||10-10-2012 07:45 PM
Alrighty, first thing I would suggest is start reading. Palmer's How to Brew is available free online if you look for it...its an older version so the information is a little dated, but plenty to get you going. Then do a search here and find some threads to lead you to some other good books.
Next, get rid of the notion of a secondary, save for a few specific areas they are pretty much pointless in home brewing. Let the beer ferment and finish in the primary and then go to bottle. If everything goes right you should hit you finished gravity in under 7 days. After that I leave it on the yeast for a minimum of 10 days but usually longer to clean up fermentation byproducts...once you remove it from the yeast this cannot be done and is the cause of many people's off flavors, along with moving the beer too much and running into oxygen related issues.
Now, optimal yeast for your situation, I would go with your basic Wyeast 1056, White Labs Cal Ale 001, Safale US-05 (all the same). Why this strain? It is robust and has a clean flavor profile so its impact to the final product will be minimal.
As far as a yeast starter, look up Mr. Malty and read up on JZ's yeast starter, that is a good primer. It does a couple of things, makes sure the yeast is viable, multiplies cell count, and gets their health up so you get the best possible fermentation.
Krausen is the foamy head on top of the beer during fermentation. High krausen is simply referring to when that reaches its peak and means the yeast are actively tearing into the sugars which is exactly the state you want them in if they are to hit the beer running (which they need to be if you are going to get a stuck ferment going). Obviously, you can't know when the krausen is at its absolute peak, so I would just wait until you have a good 1" head and call it good.

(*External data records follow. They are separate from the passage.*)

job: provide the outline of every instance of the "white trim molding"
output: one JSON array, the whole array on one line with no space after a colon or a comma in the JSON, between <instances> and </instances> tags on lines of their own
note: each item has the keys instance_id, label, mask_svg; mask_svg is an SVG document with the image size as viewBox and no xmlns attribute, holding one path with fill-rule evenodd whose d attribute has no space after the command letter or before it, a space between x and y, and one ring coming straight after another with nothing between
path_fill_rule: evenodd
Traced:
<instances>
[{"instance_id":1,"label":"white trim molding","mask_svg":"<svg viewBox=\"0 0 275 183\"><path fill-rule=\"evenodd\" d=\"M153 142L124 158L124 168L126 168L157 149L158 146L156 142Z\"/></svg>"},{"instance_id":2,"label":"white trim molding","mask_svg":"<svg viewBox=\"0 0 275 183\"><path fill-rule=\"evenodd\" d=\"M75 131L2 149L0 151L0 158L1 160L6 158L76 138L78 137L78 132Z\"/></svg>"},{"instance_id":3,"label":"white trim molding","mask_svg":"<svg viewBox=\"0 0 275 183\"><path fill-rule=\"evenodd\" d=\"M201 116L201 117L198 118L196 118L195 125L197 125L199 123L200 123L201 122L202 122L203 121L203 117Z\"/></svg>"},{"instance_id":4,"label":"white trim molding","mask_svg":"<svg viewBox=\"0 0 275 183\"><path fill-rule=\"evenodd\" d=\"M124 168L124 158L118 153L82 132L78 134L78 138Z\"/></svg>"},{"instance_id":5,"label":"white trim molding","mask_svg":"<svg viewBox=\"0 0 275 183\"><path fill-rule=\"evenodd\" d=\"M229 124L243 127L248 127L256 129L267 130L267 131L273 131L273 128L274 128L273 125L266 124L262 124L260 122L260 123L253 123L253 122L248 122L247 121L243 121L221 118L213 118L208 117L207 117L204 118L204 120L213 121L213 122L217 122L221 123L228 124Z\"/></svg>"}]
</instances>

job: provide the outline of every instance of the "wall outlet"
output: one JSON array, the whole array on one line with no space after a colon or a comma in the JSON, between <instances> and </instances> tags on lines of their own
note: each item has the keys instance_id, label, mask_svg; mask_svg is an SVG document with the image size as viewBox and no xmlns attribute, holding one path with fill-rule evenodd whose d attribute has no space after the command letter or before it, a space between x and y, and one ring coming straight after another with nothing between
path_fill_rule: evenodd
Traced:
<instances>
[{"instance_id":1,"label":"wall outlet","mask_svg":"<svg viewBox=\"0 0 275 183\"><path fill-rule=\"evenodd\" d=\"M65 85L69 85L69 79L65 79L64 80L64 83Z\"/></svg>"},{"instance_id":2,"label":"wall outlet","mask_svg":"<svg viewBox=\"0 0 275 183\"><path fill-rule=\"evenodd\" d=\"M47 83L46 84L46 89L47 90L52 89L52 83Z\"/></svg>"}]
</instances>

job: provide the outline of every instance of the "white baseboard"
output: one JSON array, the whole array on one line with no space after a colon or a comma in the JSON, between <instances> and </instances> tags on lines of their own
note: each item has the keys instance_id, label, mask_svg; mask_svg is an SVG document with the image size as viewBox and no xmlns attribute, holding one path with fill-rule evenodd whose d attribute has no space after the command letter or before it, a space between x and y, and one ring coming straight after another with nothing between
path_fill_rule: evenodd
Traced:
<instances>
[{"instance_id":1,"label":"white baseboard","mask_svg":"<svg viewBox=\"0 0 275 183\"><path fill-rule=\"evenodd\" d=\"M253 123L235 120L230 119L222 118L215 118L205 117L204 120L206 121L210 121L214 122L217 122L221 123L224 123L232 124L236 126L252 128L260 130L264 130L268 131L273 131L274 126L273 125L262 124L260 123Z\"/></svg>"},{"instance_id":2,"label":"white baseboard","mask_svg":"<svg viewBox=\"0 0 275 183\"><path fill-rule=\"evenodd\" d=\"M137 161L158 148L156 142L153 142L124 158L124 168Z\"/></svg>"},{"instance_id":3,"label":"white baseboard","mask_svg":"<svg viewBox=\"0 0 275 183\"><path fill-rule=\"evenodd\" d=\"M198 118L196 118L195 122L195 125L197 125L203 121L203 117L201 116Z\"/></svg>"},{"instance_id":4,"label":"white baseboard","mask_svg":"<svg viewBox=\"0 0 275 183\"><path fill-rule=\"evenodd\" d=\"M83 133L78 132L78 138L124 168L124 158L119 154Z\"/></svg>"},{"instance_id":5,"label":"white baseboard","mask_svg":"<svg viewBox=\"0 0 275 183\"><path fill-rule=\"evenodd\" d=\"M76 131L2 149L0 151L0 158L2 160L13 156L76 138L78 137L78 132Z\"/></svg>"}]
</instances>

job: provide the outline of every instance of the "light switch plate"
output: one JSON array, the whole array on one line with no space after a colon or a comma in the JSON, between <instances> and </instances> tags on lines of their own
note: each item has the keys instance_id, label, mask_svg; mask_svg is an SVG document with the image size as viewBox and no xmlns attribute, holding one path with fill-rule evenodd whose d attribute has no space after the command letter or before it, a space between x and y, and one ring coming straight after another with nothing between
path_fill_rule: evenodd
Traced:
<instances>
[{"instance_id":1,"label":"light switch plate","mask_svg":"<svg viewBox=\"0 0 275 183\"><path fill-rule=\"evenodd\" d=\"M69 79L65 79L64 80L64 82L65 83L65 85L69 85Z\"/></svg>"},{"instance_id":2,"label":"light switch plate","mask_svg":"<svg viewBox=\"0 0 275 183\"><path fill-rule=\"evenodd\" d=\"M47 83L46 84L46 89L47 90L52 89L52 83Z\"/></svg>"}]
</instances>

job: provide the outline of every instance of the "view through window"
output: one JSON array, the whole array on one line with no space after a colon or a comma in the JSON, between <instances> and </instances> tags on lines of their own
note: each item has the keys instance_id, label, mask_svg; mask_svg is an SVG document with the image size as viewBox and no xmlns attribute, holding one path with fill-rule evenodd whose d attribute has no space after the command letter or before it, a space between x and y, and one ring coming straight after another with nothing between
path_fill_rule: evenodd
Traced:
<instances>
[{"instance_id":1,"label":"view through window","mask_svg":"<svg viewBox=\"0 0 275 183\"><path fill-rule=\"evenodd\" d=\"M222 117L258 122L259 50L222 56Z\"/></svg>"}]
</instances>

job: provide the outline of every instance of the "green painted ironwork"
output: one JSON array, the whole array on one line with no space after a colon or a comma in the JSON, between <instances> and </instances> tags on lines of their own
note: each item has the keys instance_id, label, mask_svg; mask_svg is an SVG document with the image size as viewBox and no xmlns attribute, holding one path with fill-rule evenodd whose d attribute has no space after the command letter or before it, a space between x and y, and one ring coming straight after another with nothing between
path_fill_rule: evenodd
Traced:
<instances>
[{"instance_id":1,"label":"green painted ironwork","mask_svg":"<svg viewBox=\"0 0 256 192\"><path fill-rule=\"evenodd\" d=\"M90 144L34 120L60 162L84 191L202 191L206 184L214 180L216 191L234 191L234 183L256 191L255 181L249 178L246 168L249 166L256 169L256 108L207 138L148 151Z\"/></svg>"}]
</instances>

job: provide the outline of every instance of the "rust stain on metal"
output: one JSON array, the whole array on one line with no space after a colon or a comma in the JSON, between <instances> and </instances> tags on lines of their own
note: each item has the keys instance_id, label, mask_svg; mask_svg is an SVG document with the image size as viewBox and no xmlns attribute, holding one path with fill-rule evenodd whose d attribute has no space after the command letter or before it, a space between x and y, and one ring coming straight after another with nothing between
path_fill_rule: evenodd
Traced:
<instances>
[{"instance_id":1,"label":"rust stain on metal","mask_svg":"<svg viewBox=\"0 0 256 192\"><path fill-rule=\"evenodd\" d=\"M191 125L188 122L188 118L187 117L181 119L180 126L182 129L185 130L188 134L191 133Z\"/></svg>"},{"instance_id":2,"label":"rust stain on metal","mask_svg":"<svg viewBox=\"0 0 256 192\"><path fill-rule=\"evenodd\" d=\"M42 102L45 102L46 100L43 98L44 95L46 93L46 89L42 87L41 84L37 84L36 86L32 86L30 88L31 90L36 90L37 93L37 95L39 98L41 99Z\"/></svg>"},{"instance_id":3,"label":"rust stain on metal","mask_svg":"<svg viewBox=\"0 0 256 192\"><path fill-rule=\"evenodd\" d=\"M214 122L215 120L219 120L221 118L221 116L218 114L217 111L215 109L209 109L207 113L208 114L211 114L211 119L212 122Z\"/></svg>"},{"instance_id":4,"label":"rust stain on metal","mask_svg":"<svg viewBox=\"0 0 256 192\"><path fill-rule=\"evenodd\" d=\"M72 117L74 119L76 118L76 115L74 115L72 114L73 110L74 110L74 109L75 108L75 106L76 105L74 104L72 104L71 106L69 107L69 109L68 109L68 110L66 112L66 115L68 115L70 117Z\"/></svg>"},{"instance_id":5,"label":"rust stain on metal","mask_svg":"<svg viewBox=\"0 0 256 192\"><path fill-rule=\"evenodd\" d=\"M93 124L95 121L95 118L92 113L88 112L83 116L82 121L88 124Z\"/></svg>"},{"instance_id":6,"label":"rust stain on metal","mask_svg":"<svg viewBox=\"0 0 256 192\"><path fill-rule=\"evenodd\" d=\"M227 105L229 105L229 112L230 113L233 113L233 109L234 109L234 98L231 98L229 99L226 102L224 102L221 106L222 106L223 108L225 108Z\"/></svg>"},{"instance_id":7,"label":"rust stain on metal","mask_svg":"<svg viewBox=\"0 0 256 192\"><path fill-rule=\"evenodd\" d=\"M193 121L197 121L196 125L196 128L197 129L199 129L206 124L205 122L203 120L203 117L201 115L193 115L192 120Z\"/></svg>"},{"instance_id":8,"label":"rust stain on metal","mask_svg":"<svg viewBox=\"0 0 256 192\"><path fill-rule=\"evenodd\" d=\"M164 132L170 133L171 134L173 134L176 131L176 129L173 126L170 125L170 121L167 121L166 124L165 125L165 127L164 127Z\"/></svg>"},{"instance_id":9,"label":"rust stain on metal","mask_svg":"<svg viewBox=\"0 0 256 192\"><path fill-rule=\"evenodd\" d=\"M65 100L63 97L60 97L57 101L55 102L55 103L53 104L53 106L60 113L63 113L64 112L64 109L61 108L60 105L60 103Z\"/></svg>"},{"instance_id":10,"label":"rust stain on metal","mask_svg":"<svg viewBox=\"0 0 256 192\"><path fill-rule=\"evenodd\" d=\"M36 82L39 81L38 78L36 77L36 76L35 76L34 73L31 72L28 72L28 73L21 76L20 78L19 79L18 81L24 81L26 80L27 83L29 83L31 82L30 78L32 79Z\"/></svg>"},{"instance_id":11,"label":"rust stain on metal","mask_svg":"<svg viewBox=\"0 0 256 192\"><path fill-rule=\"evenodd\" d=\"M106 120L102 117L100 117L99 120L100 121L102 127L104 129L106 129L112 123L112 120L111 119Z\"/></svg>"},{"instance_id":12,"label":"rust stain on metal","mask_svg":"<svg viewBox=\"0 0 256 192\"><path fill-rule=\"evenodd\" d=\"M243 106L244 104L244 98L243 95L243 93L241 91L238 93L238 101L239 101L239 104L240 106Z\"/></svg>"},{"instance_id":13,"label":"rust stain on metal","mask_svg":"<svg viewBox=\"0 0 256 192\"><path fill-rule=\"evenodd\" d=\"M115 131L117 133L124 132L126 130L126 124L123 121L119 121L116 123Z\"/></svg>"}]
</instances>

Here is what I would do if all I had to work with is basic home stuff...start by warming up the beer if you can. Steal your wife's heating pad and put it to good use. Go to your LHBS and pickup some yeast nutrient, light dry malt extract, and a pack or two of US-05 (in this instance you want to over pitch). Go home and make a 500-750 ml starter solution of 1.035 (roughly 10 grams of DME for every 100 ml of water) with some yeast nutrient added. Cool it to room temp, pour into a sanitized (don't use bleach us something like starsan) ball canning jar, and add the yeast (make sure to rehydrate). Loosely fit the lid on so that it can breath and then regularly agitate it until the krausen looking solid and then swirl it up and pitch it into the porter and cross your fingers that it will get going to finish it off.